As questões financeiras parecem estar cada vez mais a pôr em risco algumas corridas de Fórmula 1. Depois das incertezas em relação a Monza enquanto palco do Grande Prémio de Itália, agora a questão surgiu em relação ao Grande Prémio do Brasil, embora a situação nos dois países seja ligeiramente diferente. Em Itália, Imola e Mugello são ‘candidatas’ a receber o Grande Prémio, enquanto se Interlagos deixar de ser opção, o Brasil, por arrasto, corre o risco de ficar sem Fórmula 1.
O problema prende-se com dificuldades financeiras para a organização do evento. Segundo um dos responsáveis pela corrida, Tamas Rohonyi, há duas questões em cima da mesa. “Não há dinheiro. Este é a primeira. As grandes empresas estão a reduzir os seus investimentos em publicidade e, mesmo mantendo a presença no Grande Prémio do Brasil, investem menos. E os custos do evento, por outro lado, aumentam sem parar. O dólar, o custo de transporte, os consumos e os honorários da FOM sobem. Este fenómeno é mundial e resultou no deslocamento de grandes eventos, inclusive o Campeonato do Mundo de Futebol e Jogos Olímpicos, a países onde há apoio oficial — verbas oficiais”, explicou.
O tema surgiu pela voz do próprio presidente da FOM, Bernie Ecclestone, e Tamas Rohonyi responde: “Ele disse o óbvio. Quando o Bernie disse que estamos a trabalhar para solucionar alguns problemas ele estava a referir-se ao esforço em reduzir custos organizacionais. Um exemplo: solicitei diretamente ao Jean Todt um estudo para reduzir os custos das equipas médicas exigidas pela FIA e fui prontamente atendido”, afirmou.

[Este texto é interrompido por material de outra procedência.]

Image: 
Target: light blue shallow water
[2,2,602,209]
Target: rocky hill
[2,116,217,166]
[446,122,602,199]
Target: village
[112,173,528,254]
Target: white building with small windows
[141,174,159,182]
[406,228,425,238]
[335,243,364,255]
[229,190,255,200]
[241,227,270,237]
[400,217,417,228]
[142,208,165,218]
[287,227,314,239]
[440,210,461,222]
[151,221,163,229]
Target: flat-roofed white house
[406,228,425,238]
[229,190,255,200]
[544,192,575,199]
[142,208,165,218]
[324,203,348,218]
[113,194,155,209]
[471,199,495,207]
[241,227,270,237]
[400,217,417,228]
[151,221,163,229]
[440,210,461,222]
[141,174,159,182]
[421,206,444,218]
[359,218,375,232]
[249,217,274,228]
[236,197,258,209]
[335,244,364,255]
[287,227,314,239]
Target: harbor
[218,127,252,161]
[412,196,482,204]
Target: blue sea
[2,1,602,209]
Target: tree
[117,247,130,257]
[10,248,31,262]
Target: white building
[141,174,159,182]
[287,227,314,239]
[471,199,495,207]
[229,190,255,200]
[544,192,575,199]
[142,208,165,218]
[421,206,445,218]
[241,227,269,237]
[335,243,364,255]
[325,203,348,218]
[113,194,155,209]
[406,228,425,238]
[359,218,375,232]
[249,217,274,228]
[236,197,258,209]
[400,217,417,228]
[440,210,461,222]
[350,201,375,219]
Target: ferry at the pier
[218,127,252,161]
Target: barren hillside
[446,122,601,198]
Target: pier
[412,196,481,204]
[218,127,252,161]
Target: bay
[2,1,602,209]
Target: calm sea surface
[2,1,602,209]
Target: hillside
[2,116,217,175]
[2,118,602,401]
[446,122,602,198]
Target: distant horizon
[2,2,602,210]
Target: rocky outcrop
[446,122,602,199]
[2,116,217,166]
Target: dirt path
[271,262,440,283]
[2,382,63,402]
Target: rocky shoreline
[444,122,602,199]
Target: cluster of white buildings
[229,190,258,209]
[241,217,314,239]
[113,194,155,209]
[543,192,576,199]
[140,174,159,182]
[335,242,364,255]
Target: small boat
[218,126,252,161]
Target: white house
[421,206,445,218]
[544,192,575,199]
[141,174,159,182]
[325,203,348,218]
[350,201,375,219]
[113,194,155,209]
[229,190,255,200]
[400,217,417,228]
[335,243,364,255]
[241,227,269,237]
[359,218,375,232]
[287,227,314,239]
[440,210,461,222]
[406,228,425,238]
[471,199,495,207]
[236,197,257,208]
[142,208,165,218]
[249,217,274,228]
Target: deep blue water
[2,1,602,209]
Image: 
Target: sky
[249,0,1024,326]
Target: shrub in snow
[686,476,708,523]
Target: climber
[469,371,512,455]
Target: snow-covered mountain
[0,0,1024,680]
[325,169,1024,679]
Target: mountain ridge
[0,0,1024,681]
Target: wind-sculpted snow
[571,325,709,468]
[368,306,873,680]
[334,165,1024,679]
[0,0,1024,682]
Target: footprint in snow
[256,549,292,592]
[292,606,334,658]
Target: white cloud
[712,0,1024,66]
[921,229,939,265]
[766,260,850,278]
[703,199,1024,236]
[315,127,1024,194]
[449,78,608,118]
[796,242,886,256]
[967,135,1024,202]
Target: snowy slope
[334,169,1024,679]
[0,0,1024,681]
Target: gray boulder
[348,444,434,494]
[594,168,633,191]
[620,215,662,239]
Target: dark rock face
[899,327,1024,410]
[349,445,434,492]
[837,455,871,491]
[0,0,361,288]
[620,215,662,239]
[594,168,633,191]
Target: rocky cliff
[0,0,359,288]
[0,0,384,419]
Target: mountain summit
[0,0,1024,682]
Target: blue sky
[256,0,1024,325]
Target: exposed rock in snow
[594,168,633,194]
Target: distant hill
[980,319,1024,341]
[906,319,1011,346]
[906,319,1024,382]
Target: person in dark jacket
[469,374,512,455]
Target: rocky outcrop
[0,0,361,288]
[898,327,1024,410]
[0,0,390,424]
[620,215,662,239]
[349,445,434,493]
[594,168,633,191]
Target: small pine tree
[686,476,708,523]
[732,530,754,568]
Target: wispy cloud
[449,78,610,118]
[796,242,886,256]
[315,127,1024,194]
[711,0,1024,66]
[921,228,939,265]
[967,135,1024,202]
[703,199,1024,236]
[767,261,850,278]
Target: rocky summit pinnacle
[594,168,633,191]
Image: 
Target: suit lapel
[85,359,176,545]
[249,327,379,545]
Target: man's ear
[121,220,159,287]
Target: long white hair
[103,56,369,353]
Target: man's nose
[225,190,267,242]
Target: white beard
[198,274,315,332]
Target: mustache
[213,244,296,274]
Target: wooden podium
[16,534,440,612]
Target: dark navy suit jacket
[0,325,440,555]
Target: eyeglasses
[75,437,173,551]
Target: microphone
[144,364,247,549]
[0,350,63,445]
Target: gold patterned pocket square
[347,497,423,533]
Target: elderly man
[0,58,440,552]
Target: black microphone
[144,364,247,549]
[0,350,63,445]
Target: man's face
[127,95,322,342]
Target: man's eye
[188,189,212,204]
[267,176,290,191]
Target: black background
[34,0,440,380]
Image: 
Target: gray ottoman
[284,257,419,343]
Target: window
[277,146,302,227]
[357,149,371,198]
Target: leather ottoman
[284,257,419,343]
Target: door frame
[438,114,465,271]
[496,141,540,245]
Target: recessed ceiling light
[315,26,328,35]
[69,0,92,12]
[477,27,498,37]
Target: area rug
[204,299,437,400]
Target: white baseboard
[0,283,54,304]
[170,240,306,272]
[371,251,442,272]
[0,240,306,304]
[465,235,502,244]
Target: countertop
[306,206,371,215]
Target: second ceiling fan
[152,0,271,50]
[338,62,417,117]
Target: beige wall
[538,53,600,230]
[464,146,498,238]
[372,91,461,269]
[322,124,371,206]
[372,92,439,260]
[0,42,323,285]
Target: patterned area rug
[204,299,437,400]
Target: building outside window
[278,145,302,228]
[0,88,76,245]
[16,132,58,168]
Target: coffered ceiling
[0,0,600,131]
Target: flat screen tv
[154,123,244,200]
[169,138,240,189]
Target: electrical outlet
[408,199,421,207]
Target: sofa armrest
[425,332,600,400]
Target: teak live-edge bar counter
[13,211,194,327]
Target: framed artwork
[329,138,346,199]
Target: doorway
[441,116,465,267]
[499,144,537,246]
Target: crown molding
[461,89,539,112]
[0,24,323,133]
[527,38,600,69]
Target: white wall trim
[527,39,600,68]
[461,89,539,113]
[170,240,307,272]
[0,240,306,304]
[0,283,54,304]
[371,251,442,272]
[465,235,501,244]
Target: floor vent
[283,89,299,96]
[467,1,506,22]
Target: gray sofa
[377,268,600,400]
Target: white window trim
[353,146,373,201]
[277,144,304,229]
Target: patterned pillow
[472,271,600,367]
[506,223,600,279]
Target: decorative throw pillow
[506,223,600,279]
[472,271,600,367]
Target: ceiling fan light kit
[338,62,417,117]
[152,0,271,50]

“Fazer um grande evento internacional na situação atual é difícil. Não impossível. E será feito conforme os contratos em vigor pelo menos até 2020. O Bernie não falou de 2016 e sim de um processo que vem a ser feito para reconfigurar os gastos no futuro. Mas é fato que todas as provas que não são financiadas por governos enfrentam dificuldades por causa das taxas desportivas astronómicas”, finalizou.